Posted Thursday, Nov. 1, 2012, at 11:41 AM
PORTLAND, OR - JUNE 05: In this handout photo provided by Virgin America Airlines, actor Kyle MacLachlan who plays the Portland Mayor on the IFC show 'Portlandia' speaks to guests after Virgin America airlines 1st flight arrival, Tuesday, June 5, 2012 at Portland International Airport.
Photo by Bob Riha, Jr./Virgin America Airlines via Getty Images
Everyone complains about the poor quality of airline service, so why doesn't someone try to make a better airline? Well, Virgin America did it and as Brad Tuttle writes despite getting rave reviews from customers they're consistently losing money. The basic moral of the story is that airline service is bad because customers want bad airline service. Or, rather, they don't want to pay a premium for better service.
Things used to be different. Before Jimmy Carter took office, there were federal regulations in place sharply limiting price competition on interstate airline travel. Where meaningful intra-state markets existed you saw a lot of cheap fares and stripped down service. Texas was the main market for intra-state air travel, and not coincidentally Southwest has its origins as a provided of intra-state aviation in Texas during the regulation era. But outside of Texas and LA-to-San Francisco almost all the routes were fairly cozy monopolies and/or had legal restrictions on price competition. Airlines responded by overcharging customers and then competing by offering a high level of service quality. But since deregulation, customers have consistently shown that they'd rather take a cheaper flight than a better one. Virgin America tries to put an alternate strategy to the market test, and they seem to be failing.
That said, in defense of Virgin America they're hardly alone in losing money. Data on cumulative earnings among airlines makes it clear that absent state-sponsored monopolies nobody makes money doing this:
The only individual airline to make consistent profits is Southwest. The industry as a whole is a disaster area. Virgin America is doing surprisingly poorly in the sense that new airlines often do manage to make money for a while before fleet aging and labor disputes eat their profits up. By contrast "since 2007 Virgin America has posted a net loss of $671 million, and an operating loss of $447 million" and now they're furloughing workers.

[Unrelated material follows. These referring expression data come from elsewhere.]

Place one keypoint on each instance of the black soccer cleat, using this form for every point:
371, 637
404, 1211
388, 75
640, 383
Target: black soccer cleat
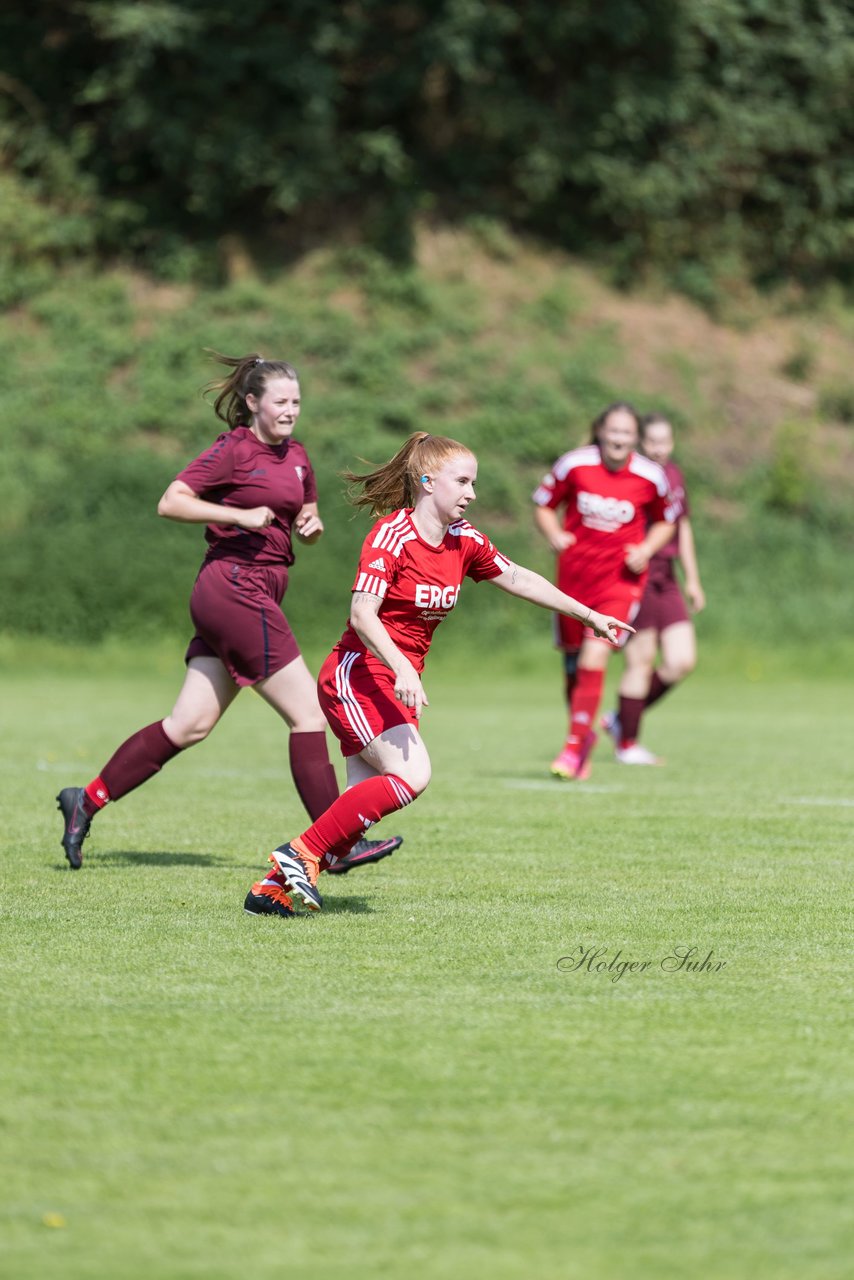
77, 823
365, 851
268, 904
298, 874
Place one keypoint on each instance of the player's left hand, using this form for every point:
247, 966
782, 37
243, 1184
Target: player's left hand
607, 627
307, 526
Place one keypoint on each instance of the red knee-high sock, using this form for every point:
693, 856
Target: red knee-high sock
137, 759
630, 712
587, 696
657, 689
343, 823
313, 773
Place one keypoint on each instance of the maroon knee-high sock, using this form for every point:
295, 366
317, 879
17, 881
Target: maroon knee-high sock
361, 805
137, 759
657, 689
313, 773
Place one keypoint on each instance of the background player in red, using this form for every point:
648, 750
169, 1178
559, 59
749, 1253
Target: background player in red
663, 621
254, 488
409, 577
603, 508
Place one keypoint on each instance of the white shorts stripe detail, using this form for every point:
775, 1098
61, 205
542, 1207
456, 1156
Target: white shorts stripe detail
352, 709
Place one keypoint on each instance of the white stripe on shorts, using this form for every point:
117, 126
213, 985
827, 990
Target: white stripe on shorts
355, 714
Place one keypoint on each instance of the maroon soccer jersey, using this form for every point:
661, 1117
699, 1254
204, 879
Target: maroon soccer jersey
238, 470
679, 508
604, 510
418, 584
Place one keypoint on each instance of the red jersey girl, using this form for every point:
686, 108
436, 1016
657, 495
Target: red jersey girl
254, 489
606, 511
409, 577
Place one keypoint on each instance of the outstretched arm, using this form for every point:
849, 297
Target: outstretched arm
364, 618
528, 585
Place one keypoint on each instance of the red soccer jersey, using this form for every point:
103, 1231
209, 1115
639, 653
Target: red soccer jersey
238, 470
418, 584
604, 510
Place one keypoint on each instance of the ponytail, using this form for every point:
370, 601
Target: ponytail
397, 483
249, 376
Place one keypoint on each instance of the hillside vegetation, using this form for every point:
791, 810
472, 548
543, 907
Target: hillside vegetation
505, 346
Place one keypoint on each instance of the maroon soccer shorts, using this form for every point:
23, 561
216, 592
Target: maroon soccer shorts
359, 702
237, 617
662, 606
617, 599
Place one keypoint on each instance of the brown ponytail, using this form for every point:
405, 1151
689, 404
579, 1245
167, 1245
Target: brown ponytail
249, 376
397, 483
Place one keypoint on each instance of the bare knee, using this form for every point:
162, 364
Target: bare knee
186, 734
416, 776
309, 722
675, 671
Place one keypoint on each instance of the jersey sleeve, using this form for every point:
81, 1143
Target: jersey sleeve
551, 492
377, 568
309, 479
484, 560
211, 469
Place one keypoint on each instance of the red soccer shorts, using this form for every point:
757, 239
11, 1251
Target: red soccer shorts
359, 700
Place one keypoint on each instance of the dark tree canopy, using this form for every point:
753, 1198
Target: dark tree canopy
657, 131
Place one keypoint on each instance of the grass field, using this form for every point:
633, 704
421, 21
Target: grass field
410, 1084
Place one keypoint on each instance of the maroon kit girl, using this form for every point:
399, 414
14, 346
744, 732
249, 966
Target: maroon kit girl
254, 489
409, 577
663, 622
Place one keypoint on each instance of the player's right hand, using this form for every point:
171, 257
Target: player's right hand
410, 690
607, 627
256, 517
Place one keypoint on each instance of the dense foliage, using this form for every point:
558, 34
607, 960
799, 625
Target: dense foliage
698, 137
101, 401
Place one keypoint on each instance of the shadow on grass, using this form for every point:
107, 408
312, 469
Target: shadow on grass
153, 858
345, 905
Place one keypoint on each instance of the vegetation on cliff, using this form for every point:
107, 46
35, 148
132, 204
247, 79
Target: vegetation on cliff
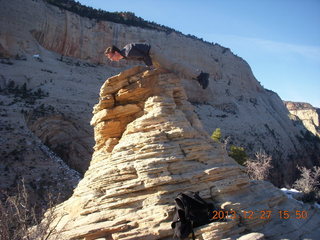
127, 18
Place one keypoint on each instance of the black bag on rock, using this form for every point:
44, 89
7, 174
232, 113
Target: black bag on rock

But in general the main reason the inter-city air travel network we know and love to complain about exists is that entrepreneurs seem to have a bottomless appetite for losing money by investing in this industry. Passenger rail used to operate on a similar basis, but eventually there were no more suckers to be found and we ended up with Amtrak. Something similar might happen to airplanes some day, but until then let's offer at least two cheers for those who are willing to lose money on failed efforts to make it work.